Unless of course, you toss out some of those problems, and focus on one thing alone — Valeant is not completely imploding and going to zero in the next few months (weeks, days, hours… whatever).
That’s what Mizuho Bank did on Monday. Based on this analysis, the bank just decided to take this baby day by day [from the note, emphasis ours]:
“VRX outfoxes the shorts via financial engineering, in spite of a 2Q:16 miss…
Management reiterated its FY:16 guidance of $9.9-$10.1B in revenue and EPS range of $6.60-$7.00, which we still view as unrealistic given the 2.2% sequential revenue decline in its top 30 products, 3.4% Q/Q decline in U.S. revenue, and significant pressure to cut SG&A spend.
However, the stock soared because management announced plans to divest assets and indicated it would amend its debt covenants to avoid default triggers if EBITDA slips below the lower end of guidance. Because there is now a lower likelihood of stock collapse from another guidance miss, we think our short thesis has been debunked and are upgrading VRX to Neutral with a $25 PT based entirely on an optimistic SOTP [sum of the parts] analysis.”
So since the company didn’t go to zero missing guidance, that’s the end of the short thesis on a stock that’s been crashing for almost a year? OK.
Mizuho then goes on to say that management’s estimates for the funds its asset sale would bring in (a sum of the parts analysis selling assets at 11x EBITDA) are “aspirational.” Remember, the market knows Valeant is desperate for cash — but then the bank uses management’s numbers in its analysis anyway.
This is a lot like last November, when Mizuho estimated Valeant would end up trading at $100 a share in a “liquidation scenario” firesale (another sum of the parts analysis). The stock is currently trading at about $28.
And some days the bear gets you
And then there’s Morgan Stanley, whose analysts slapped a $98 price target on the stock back in December (worst case $44 if former CEO Michael Pearson was forced to step down — he did). Most recently the bank slapped an overweight rating on Valeant based solely on the fact that it might get its covenants renegotiated and pay down debt.
“Upgrading Valeant from EW to OW and raising our PT from $33 to $42,” the bank wrote in a note to clients. “Although VRX still faces risks, we see the upside skew as attractive. Risk of severe financial stress should diminish as covenants are renegotiated and VRX pays down debt, and deleveraging should drive equity value accretion.”
So according to this logic, Valeant simply managing to pay back the money it owes should give it a big boost. Forget the fact that the company’s still losing money because its deal with Walgreen’s as a distributor isn’t profitable yet. Forget dismal sales in its top 30 drugs. Forget the lawsuits. Forget the fact that powerful politicians, especially Hillary Clinton, Senator Clare McCaskill (D-MO) and Senator Susan Collins (R-ME) is still giving it a hard look over its drug pricing practices.
And of course forget that the covenants haven’t been renegotiated yet. Finding out that Valeant is under criminal investigation may not have pleased lenders.

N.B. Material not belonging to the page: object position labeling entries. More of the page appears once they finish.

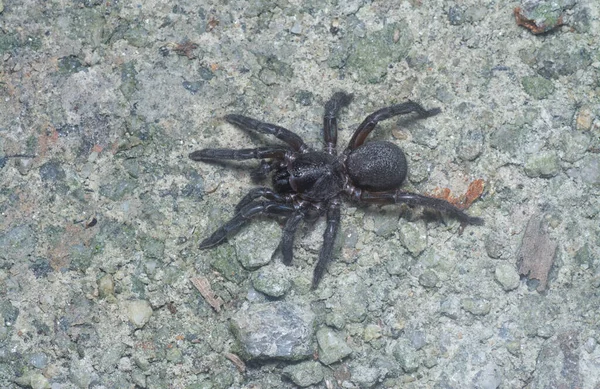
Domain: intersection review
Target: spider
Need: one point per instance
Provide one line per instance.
(308, 184)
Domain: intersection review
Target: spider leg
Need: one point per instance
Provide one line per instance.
(287, 238)
(399, 196)
(242, 217)
(333, 224)
(277, 152)
(332, 108)
(261, 191)
(371, 121)
(292, 139)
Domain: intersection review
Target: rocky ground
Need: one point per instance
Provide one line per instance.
(102, 284)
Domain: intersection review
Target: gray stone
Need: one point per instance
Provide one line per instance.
(450, 307)
(471, 145)
(138, 312)
(537, 87)
(406, 356)
(370, 56)
(544, 164)
(414, 237)
(428, 279)
(364, 376)
(304, 374)
(272, 280)
(332, 347)
(507, 276)
(255, 244)
(17, 243)
(475, 306)
(277, 330)
(52, 171)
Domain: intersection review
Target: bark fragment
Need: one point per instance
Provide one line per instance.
(537, 252)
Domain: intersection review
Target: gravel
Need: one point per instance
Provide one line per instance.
(102, 211)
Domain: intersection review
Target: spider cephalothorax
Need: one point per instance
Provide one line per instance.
(309, 183)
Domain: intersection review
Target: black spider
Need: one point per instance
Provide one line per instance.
(308, 183)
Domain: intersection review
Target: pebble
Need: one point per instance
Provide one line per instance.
(278, 329)
(38, 360)
(304, 374)
(272, 280)
(414, 237)
(507, 276)
(332, 347)
(544, 165)
(138, 312)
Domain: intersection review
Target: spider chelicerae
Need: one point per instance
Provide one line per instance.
(308, 184)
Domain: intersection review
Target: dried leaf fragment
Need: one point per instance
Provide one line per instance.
(203, 286)
(537, 252)
(463, 201)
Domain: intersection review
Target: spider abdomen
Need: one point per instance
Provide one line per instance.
(377, 166)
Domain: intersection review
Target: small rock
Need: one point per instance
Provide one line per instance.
(138, 312)
(52, 171)
(304, 374)
(332, 347)
(272, 280)
(255, 244)
(471, 145)
(33, 380)
(450, 307)
(507, 276)
(584, 119)
(477, 307)
(494, 245)
(365, 377)
(106, 286)
(372, 332)
(38, 360)
(428, 279)
(406, 356)
(414, 237)
(544, 164)
(278, 330)
(296, 28)
(537, 87)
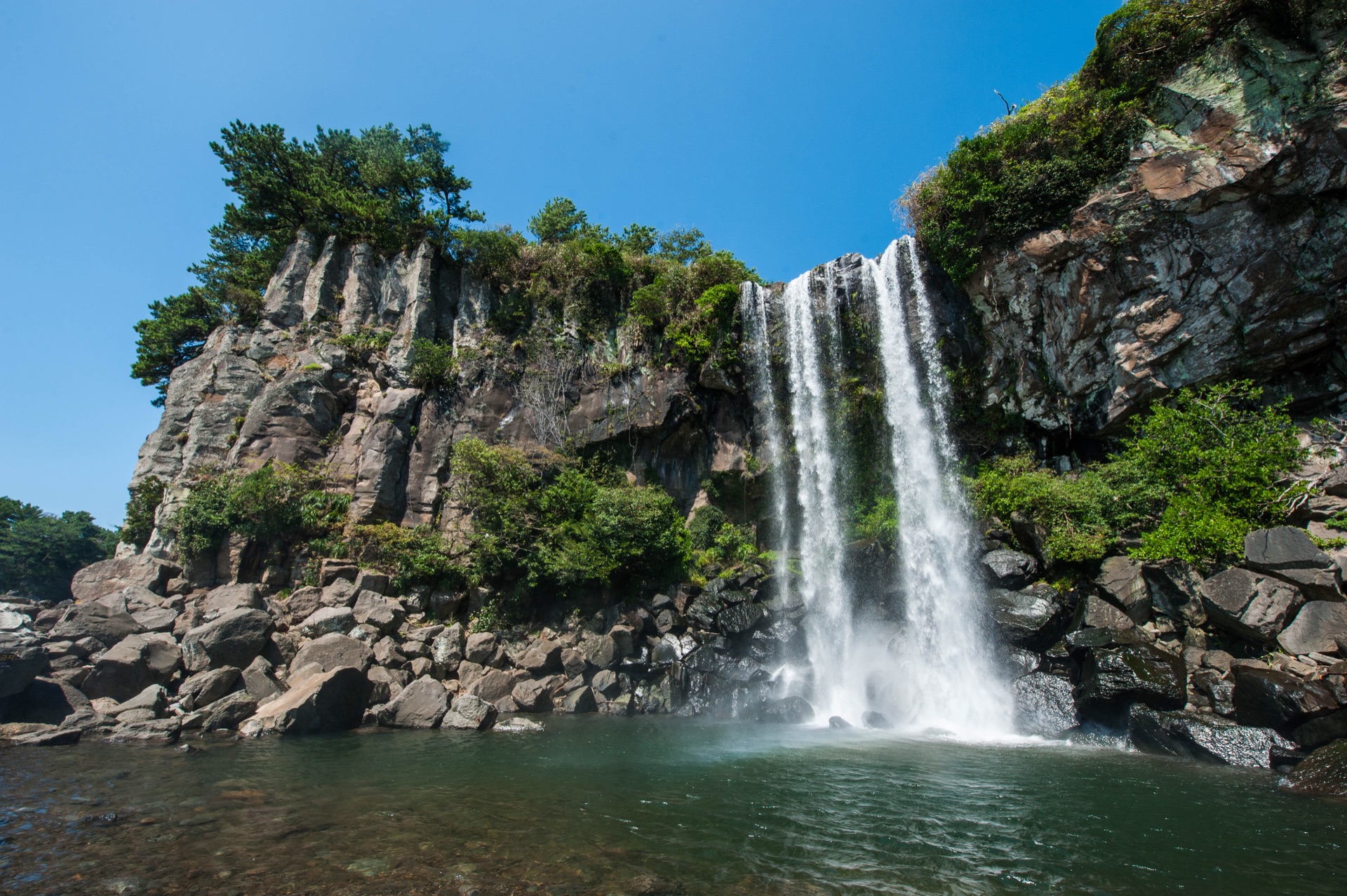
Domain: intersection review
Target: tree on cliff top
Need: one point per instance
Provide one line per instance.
(39, 553)
(384, 186)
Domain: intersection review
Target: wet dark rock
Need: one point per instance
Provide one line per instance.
(333, 651)
(1250, 606)
(22, 659)
(1203, 737)
(469, 713)
(131, 666)
(154, 730)
(330, 701)
(1111, 678)
(1121, 581)
(1272, 698)
(872, 718)
(95, 620)
(1044, 705)
(234, 639)
(1008, 569)
(43, 701)
(229, 711)
(206, 688)
(420, 705)
(1320, 627)
(1323, 774)
(789, 710)
(741, 617)
(1032, 619)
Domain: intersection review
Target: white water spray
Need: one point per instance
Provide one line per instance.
(931, 670)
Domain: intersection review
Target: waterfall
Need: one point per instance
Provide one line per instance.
(920, 658)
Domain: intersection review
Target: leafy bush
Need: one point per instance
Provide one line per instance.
(39, 553)
(434, 366)
(411, 554)
(279, 502)
(553, 522)
(384, 186)
(139, 523)
(1194, 477)
(1031, 168)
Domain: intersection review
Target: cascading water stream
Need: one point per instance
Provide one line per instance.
(928, 669)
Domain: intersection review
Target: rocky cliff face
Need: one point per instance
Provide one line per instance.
(1221, 251)
(291, 389)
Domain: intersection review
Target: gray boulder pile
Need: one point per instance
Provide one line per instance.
(142, 658)
(1245, 666)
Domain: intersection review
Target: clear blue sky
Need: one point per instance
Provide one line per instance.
(783, 130)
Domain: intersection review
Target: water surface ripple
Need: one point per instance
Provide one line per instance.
(651, 806)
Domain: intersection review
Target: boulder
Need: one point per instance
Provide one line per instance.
(229, 711)
(578, 701)
(107, 577)
(131, 666)
(1250, 606)
(333, 651)
(1111, 678)
(154, 730)
(382, 612)
(1043, 705)
(789, 710)
(1175, 591)
(1320, 627)
(154, 698)
(98, 622)
(206, 688)
(534, 695)
(1008, 569)
(328, 701)
(1272, 698)
(1122, 582)
(302, 604)
(43, 701)
(22, 659)
(496, 683)
(1033, 619)
(260, 679)
(1323, 774)
(328, 620)
(1101, 613)
(481, 648)
(543, 657)
(420, 705)
(234, 639)
(469, 713)
(740, 617)
(1205, 737)
(446, 650)
(228, 599)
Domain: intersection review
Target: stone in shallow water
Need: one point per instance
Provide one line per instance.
(1202, 736)
(1043, 705)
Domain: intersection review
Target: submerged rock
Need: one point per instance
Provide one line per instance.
(1205, 737)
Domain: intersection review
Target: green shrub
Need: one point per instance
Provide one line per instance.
(139, 523)
(278, 502)
(1195, 476)
(434, 366)
(384, 186)
(39, 553)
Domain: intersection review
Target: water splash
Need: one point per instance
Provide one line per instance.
(930, 669)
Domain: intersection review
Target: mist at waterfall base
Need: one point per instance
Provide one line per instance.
(920, 654)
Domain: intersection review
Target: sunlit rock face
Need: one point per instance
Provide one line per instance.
(1218, 253)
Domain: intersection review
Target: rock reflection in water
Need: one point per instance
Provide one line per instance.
(648, 806)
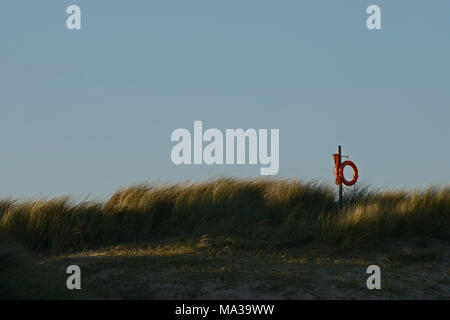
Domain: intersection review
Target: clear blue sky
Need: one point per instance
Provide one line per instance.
(92, 110)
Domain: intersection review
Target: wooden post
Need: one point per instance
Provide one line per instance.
(340, 185)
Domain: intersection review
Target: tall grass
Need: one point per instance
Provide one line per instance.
(273, 212)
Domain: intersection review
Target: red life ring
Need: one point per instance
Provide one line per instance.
(341, 173)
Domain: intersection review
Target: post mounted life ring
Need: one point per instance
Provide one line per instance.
(340, 177)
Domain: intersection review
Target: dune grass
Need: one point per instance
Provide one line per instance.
(258, 212)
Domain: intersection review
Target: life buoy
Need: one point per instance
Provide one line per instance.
(340, 177)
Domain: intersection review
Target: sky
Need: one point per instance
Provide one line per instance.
(88, 111)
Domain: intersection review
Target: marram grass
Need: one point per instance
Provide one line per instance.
(259, 211)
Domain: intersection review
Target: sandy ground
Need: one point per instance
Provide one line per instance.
(180, 272)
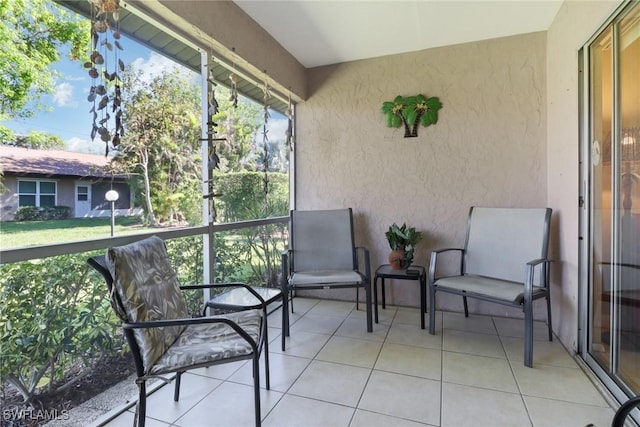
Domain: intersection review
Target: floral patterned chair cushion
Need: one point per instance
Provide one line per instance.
(149, 290)
(207, 343)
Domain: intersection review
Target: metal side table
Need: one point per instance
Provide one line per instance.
(414, 272)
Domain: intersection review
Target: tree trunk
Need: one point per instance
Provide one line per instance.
(144, 157)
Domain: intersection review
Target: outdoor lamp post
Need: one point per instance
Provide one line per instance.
(111, 196)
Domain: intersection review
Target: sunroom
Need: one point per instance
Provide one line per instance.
(532, 116)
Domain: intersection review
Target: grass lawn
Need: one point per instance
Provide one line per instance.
(33, 233)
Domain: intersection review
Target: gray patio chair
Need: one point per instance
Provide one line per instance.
(504, 261)
(164, 339)
(322, 255)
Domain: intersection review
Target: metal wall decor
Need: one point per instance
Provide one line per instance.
(411, 111)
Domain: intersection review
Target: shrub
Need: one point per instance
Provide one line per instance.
(53, 316)
(42, 213)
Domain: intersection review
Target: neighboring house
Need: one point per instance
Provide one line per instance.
(60, 178)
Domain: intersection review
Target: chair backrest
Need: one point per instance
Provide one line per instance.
(148, 289)
(322, 240)
(99, 263)
(500, 241)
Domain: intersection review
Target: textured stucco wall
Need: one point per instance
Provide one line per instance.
(488, 147)
(574, 24)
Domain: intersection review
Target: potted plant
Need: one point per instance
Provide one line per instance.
(402, 240)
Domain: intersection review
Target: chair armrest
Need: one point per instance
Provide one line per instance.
(530, 275)
(433, 262)
(224, 285)
(192, 321)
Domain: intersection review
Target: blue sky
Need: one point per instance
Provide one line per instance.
(70, 118)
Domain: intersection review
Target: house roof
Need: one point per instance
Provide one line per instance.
(26, 161)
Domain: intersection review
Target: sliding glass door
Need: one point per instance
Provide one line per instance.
(613, 127)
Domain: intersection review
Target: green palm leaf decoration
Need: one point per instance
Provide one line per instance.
(411, 112)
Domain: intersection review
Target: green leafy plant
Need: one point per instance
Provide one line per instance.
(403, 237)
(411, 111)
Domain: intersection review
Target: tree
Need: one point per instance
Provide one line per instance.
(238, 126)
(32, 36)
(162, 143)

The following, after all, is part of the agreement they signed with the company. They have a right to walk away in the event of adverse proceedings:
“Adverse Proceeding ” means any action, suit, claim, proceeding, hearing (in each case, whether administrative, judicial or otherwise), governmental investigation or arbitration (whether or not purportedly on behalf of Borrower or any of its Subsidiaries) pursuant to any statute, regulation, ordinance, common law, equity or any other legal principle or process, or before or by any Governmental Authority, domestic or foreign (including any Environmental Claims), whether pending or, to the knowledge of Borrower or any of its Subsidiaries, threatened against or affecting Borrower or any of its Subsidiaries or any property of Borrower or any of its Subsidiaries.
Valeant did not respond to Business Insider’s request for comment on that issue.